彼らはすぐに握手をし、熱い感謝を伝えてくる。ギルスもそれなりに笑顔で応じたが、こういうやり取りは昔から苦手だ。
特に最後に挨拶をした学生服姿の女子——アオハの視線は苦手そのものであった。
「ギルスさん! あたし、この前助けていただいて本当に感謝してます! もう死んじゃうかと思いました」
「無事で良かった。これからは気をつけなよ」
「はい! ところでギルスさんは、もう配信はしてるんですか」
「配信?」
「ダンジョン配信です。もしかして、まだやってないんですか。絶対バズりますよ」
ユリカが苦笑して間に入るまで、握手すら解こうとしない。
人一倍熱のこもった視線で見つめられるのは、異世界でも時折あった。
彼はそういう視線より、殺気に満ちた視線のほうが落ち着く質である。
(表彰とやらが終わったら、早く帰ろう)
すっかりアパート生活が気に入った彼は、半分引きこもりのようになっている。そういう生活が新鮮だった。
なるべく一人になりたかったのだが、この日はそうはいかない。
表彰式は撮影があり、予想していたよりも長く続いた。
ダンジョン庁の幹部と思われる人たちの話も長く、かつての学校生活をふと思い出すほどであった。
(そうだ。俺はたしか……高校までは進学していたはずだ。大学はどうだったろう)
うっすらとだが、学生の記憶が脳裏に浮かぶ。しかし、学校の名前までは思い出せず、何か悶々とした気分を抱えた。

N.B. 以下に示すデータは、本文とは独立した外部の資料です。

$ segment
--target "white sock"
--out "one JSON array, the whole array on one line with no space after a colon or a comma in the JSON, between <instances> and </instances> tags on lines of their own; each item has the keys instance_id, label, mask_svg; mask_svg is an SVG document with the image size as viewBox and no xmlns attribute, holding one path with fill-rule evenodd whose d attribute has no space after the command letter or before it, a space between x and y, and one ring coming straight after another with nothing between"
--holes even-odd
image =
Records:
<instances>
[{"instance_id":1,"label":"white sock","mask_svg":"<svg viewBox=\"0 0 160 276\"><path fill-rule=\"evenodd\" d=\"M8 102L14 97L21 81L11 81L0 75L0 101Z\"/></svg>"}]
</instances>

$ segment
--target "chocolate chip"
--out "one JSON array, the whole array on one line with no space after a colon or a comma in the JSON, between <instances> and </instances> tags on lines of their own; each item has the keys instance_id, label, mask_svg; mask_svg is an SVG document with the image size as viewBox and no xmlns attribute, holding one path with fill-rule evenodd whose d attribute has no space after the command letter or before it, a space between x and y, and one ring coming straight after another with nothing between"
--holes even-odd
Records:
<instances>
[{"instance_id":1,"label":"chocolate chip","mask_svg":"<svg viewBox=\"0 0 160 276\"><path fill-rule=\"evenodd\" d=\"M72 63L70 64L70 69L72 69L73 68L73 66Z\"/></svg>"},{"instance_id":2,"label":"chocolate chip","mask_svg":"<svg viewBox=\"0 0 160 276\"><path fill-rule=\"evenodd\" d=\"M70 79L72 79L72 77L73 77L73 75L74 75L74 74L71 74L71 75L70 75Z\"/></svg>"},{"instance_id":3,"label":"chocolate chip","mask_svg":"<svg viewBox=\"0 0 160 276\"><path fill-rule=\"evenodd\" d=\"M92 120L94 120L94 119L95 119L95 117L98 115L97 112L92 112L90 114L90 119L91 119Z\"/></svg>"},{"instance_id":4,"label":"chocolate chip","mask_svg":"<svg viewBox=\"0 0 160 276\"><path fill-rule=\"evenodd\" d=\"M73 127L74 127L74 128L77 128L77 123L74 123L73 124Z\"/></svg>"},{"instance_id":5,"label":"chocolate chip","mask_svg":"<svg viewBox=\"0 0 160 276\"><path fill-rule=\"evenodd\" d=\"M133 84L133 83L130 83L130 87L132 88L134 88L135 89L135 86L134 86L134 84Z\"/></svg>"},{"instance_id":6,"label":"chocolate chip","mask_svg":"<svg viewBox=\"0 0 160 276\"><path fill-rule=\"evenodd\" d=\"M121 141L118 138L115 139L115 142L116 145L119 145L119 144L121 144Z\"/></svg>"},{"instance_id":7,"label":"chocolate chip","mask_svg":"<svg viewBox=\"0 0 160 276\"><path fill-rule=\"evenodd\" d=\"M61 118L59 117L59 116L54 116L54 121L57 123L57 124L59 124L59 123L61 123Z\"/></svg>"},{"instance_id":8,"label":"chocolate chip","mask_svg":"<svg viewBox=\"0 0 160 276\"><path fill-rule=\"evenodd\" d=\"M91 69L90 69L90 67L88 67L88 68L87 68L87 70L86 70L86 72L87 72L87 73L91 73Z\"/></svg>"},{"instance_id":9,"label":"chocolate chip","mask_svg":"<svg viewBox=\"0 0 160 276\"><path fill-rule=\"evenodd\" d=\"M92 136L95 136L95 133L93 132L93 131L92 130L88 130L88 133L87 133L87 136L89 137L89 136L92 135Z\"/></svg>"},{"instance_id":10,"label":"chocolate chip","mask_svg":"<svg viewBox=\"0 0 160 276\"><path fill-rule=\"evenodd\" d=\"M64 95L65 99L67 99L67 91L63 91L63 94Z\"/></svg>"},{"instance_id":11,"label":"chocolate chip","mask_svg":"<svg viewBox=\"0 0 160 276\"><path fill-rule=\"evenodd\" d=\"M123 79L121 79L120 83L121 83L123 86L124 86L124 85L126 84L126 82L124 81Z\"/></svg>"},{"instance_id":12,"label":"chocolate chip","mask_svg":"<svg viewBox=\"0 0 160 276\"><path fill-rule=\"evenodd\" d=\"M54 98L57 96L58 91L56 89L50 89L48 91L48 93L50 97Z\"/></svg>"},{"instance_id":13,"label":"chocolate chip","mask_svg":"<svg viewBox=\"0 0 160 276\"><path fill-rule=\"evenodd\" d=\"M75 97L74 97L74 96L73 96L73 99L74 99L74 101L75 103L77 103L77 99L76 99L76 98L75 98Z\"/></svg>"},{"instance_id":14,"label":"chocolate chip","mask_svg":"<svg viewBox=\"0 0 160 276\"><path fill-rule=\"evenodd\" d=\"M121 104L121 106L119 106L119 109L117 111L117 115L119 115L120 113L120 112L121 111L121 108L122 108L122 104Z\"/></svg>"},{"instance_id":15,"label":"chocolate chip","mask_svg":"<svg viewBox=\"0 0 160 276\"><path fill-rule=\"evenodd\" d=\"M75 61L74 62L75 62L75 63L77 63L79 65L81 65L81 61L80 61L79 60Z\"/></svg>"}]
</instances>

表彰式は終わり、ようやく一同は揃って解散……になるはずだったのだが。
「あのっ。ギルスさんは、この後ご予定とかあるんですか?」
お別れとなった後も、アオハはその場所から去らなかった。しかも、ダンジョンコレクターズの面々も残っている。
「特にない」
「じゃ、じゃあちょっとだけ! お話とかどうでしょうか。あたし、ギルスさんにとっても興味があるんです」
ここで、彼があまり長居したくないことを察したユリカが、間に入ろうとした。
「あ、すみません。今日は色々と大変だったのでー」
しかし、予想外なことに、ここでダンジョンコレクターズも入ってくる。
「俺たちも、実はギルスさんと話がしてみたいんだ」
「この後ギルド行くんだけど、一緒にどう?」
「どうやったらそんなに強くなれるのか知りたいんです」
「ダベりませんか」
「ちょ、ちょっとー」
この勢いはユリカでは止められない。
ギルスも帰りたかったが、多少興味も湧いたので、少しならいいかとついて行くことにした。